Buonasera! Forse è necessario lavorare ancora in terapia. Ti sarebbe bastato poco per essere felice? Hai fatto bene a sfogarti, ma probabilmente è il momento di tornare in terapia e fare i passi che non hai fatto precedentemente. Ovviamente è una risposta sommaria, ma quello di cui parli nel tuo sfogo è un po' troppo astratto e poco concreto. Cosa intendi per felicità? Cosa manca alla tua vita? Che cosa vuoi davvero?

Un abbraccio!
Innanzitutto grazie per aver condiviso il tuo sfogo. Le parole che hai scritto sono piene di emozioni profonde, e voglio partire da un punto importante: non minimizzare mai ciò che stai vivendo. Dire che ci sono "problemi più grandi" non rende il tuo dolore meno valido o meno degno di attenzione. L’infelicità, come quella che descrivi, è un problema enorme, che merita tutta la cura e il rispetto possibile. È un segnale che il tuo benessere interiore sta chiedendo aiuto, e questo non deve mai essere ignorato.

Hai affrontato un lungo percorso di terapia, e immagino che insieme alla/un collega tu abbia già esplorato le radici di questa sofferenza e i tanti aspetti della depressione che descrivi. E questo dimostra una grande forza: nonostante tutto, hai cercato di prenderti cura di te stesso e non ti sei arreso. Anche adesso, mentre scrivi queste righe, stai facendo un atto di coraggio: esprimere quello che provi è già un passo importante verso un cambiamento.

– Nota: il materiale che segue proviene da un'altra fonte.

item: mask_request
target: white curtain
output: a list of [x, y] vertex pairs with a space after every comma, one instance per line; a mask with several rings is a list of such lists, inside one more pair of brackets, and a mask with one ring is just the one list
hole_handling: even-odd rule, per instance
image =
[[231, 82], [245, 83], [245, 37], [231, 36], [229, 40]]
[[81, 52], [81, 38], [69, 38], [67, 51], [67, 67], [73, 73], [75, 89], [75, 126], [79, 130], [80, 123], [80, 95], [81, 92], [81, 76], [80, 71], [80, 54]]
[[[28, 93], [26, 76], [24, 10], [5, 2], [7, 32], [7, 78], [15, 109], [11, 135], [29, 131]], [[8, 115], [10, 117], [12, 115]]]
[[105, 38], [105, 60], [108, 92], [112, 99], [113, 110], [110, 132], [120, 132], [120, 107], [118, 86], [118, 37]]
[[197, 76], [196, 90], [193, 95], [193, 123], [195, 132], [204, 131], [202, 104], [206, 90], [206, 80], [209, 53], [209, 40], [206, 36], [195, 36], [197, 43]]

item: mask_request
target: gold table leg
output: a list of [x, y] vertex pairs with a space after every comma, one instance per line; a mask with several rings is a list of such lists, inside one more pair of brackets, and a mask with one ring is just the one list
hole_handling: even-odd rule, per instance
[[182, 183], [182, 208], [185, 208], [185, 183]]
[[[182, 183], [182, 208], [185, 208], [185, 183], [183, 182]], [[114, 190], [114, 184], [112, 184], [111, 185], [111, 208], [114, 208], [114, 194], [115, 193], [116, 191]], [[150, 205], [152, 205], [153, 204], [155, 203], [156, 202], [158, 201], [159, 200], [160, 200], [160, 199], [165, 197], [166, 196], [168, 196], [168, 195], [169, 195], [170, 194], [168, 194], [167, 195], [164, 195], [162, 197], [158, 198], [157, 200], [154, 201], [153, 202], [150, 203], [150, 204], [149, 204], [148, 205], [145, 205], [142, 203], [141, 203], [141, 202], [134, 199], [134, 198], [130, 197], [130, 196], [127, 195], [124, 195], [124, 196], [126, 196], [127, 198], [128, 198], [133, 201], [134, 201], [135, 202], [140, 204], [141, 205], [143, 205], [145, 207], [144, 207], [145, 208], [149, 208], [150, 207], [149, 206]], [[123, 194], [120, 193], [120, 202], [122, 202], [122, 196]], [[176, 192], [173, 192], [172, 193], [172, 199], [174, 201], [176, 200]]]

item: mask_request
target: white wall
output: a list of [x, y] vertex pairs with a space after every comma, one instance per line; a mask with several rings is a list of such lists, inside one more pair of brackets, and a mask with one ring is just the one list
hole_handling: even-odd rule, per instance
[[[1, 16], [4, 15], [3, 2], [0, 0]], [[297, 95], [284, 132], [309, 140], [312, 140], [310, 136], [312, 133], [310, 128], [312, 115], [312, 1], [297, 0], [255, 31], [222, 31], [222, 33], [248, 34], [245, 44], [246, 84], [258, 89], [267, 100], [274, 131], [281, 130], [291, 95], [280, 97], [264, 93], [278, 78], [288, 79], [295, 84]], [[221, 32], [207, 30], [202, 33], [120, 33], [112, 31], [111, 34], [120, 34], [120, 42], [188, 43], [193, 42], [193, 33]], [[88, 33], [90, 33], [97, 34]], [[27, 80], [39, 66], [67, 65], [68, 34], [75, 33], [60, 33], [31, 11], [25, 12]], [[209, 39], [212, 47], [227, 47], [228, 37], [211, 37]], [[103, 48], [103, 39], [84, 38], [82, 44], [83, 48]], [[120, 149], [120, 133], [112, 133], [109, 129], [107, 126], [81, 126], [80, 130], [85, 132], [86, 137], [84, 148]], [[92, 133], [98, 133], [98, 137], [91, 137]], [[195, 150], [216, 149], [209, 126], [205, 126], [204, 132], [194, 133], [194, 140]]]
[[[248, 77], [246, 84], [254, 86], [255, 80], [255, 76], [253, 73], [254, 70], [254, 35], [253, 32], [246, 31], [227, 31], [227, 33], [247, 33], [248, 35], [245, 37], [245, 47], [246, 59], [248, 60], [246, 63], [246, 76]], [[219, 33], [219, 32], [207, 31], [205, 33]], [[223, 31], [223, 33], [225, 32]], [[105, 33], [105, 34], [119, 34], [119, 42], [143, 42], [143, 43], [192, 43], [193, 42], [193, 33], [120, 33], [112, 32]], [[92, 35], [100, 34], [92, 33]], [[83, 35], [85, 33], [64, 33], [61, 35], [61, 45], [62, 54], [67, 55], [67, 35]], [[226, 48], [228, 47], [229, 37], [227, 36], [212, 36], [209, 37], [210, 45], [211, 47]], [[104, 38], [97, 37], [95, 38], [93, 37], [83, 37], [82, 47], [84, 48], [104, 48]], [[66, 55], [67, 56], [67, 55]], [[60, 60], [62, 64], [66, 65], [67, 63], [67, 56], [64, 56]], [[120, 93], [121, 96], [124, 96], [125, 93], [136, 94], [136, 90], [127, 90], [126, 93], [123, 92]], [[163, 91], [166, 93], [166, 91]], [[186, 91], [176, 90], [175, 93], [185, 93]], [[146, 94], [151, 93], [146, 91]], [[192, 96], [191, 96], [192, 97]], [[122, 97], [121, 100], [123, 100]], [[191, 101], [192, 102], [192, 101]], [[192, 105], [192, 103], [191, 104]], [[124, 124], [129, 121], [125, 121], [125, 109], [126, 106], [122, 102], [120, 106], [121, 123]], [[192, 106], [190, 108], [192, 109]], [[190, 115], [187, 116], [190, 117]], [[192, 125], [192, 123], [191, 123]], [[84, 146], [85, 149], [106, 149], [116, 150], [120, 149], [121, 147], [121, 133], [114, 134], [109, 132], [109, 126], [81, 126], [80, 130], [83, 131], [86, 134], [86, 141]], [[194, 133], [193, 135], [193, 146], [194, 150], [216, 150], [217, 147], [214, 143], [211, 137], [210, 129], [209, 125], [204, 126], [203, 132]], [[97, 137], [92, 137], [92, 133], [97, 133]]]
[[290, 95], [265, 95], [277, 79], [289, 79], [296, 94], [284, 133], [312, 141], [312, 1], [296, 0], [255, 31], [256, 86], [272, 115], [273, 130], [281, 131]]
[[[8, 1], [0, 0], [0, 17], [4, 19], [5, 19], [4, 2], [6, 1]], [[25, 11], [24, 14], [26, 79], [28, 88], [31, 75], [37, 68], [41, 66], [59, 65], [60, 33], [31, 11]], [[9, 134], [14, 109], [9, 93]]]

Quello su cui vorrei focalizzarmi è un invito: prova a concederti ancora uno spazio di possibilità. È chiaro che dentro di te c'è una parte che desidera qualcosa di diverso, che vuole ancora sperare, anche se sembra difficile o lontano. Potresti valutare di tornare in terapia, magari con un approccio diverso o con un nuovo professionista, per esplorare non solo le radici del dolore, ma anche nuovi strumenti per uscire da questo senso di rassegnazione. La terapia non è solo analisi, ma può essere anche un mezzo per costruire nuovi significati, nuove abitudini, nuove prospettive.

Un'altra cosa che voglio dirti è che la felicità non è sempre qualcosa di enorme o lontano: a volte si trova in piccoli passi, in micro-cambiamenti che magari sembrano insignificanti, ma che possono fare la differenza. La solitudine che descrivi è profonda e dolorosa, ma non è immutabile. Esistono modi per riaccendere i colori che ora ti sembrano sbiaditi, e non devi affrontare tutto questo da solo.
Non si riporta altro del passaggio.